Episode 5: Emergency Ward! (Nina Simone, 1972)
It’s 1971 at the Fort Dix army base. The impassioned crowd has grown impatient, and who could blame them?
“We want Nina! We want Nina!,” they chant.
“Nobody has taught us any patience,” Nina Simone laments in song, 6 minutes and 45 seconds into her nearly 19-minute cover version of George Harrison's "My Sweet Lord." But of course by this moment, in this room there is nothing but patience: all within earshot hang on her words, and she leads by example, taking her sweet time.
Both the audience and the inhabitants of the crowded stage—packed with members from the Bethany Baptist Church Junior Choir of South Jamaica, New York—are dead silent, thrilling to Simone's sublime piano and improvised interleaving of themes from both "My Sweet Lord" and the David Nelson poem "Today is a Killer” before she brings the band and choir back for another round.
In a lovely bit of text-painting, each time the lyric "but it takes so long" is sung, the groove is suspended, the choir holds, and all wait—longer than you'd think—until, when she’s ready, Simone cues everyone in again with “my lord”—BAM.

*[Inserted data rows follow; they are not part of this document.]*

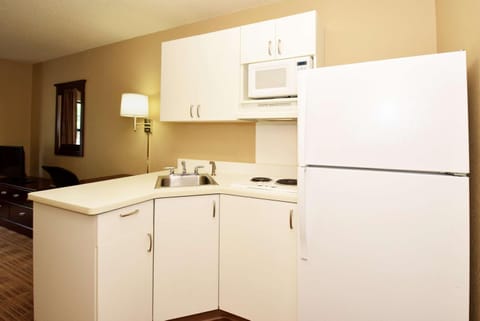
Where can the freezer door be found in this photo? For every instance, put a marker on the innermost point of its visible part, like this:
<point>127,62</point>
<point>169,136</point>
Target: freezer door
<point>382,246</point>
<point>407,113</point>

Patience, patience, patience.
Simone had been including cover songs on her recordings from the beginning—her first hit being a version of George Gershwin's "I Loves You Porgy" in 1958. On the nine records she made for RCA between 1967 and 1974—with this album, Emergency Ward!, being the penultimate—one finds an astonishing breadth of covers, including many songs by her contemporaries. Along with Bob Dylan—four of whose tunes she'd released between 1969 and 1971—George Harrison was a main wellspring of material for her in the early 1970s. Two of his songs appeared on Emergency Ward! alone, and his Beatles hit "Here Comes the Sun," was the title track on her previous record.
Harrison's original version of "My Sweet Lord" featured the "Hare Krishna" mantra alongside the gospel-y "hallelujahs." The “Hare” of the chant, according to one interpretation, represents an alternate name of Vishnu, translated as "he who removes illusion."

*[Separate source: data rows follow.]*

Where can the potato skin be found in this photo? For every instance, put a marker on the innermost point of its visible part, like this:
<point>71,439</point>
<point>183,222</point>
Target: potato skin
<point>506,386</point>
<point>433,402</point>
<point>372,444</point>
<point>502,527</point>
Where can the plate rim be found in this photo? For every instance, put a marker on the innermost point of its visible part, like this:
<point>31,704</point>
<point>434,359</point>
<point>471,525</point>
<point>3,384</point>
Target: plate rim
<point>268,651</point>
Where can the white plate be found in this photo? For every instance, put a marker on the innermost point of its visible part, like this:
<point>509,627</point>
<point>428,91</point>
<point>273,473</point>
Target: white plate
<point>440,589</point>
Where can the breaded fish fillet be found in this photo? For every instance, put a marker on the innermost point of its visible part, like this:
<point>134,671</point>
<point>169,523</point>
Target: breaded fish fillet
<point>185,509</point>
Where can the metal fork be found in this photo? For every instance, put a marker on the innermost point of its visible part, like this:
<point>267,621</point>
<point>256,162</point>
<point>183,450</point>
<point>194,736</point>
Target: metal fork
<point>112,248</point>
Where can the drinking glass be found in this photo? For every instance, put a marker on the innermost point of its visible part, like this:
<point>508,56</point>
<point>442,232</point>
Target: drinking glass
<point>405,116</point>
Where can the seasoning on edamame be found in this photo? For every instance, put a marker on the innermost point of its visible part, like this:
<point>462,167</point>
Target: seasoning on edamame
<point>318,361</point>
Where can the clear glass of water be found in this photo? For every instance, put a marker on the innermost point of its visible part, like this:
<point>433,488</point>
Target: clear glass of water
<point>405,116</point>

In Simone's covers of pop songs, on this record and elsewhere, she has a fourth-wall-breaking penchant for disabusing songs of their illusions, often by interjecting allusions to her own feelings about the words. In the third and final track on the original pressing of Emergency Ward!—a quiet but fiery version of Harrison's "Isn't It a Pity"—she approaches Harrison’s lyric "and because of all their tears their eyes can't hope to see the beauty that surrounds them." But Simone turns the "theirs" into "ours" before interrupting herself to sing "though I don't think it's applicable to me." Then she does it again the second time around, adding, "that's not quite true." Hell, even her subconscious can't contain itself, slipping up and redirecting as she sings: "Because we cried so much our eyes can–can't hope to see."
She also appends Harrison’s “we’re all the same” with “we’re all guilty.”
In "Let It Be Me,” the bonus track that concludes the re-released album Simone and her brother Sam Waymon sing together, "Say that you love me only," after which she comments, "not quite, but almost."
Simone takes the songs she loves and tells her truth with them by folding their lyrics back on themselves, and by considering those lyrics in the moment to ensure that what she is singing is the truth, however much it might complicate or contradict the intended meaning of the song.
Back at Fort Dix, the second of the three break-downs within the "My Sweet Lord"/”Today is a Killer” medley provides a space for a more substantial reading of the poem, with all its talk of the grimy realities of the day. The combination of these two pieces itself draws back the veil of pop sentimentality. By nesting the gritty poem within the frame of "My Sweet Lord," written as it was with the gospel gem "Oh Happy Day" as its inspirational foundation, Simone doubles down on the idea that the Lord is refusing to show his face to those in need, and, like it or not, it's gonna be a while before he does.
This idea is played out most clearly in the final moments, which find Simone wailing "WHO ARE YOU LORD? YOU… ARE A KILLER," followed immediately by the choir's full-throated interjection of "Hallelujah!." The tag is powerful and glorious enough as it is, but, as it turns out, they were holding back. Thank patience you held out, because suddenly you're lifted to the heavens when the rest of the choir joins in for a final iteration of the chord.
Do yourself a favor and exercise the patience Simone claimed was so lacking—even back in the 1970s—and go listen to Emergency Ward! in its entirety. Then go on and check out the rest of Nina Simone’s catalog.
It'd be a pity not to.
I'm Josh Rutner, and that's your album of the week.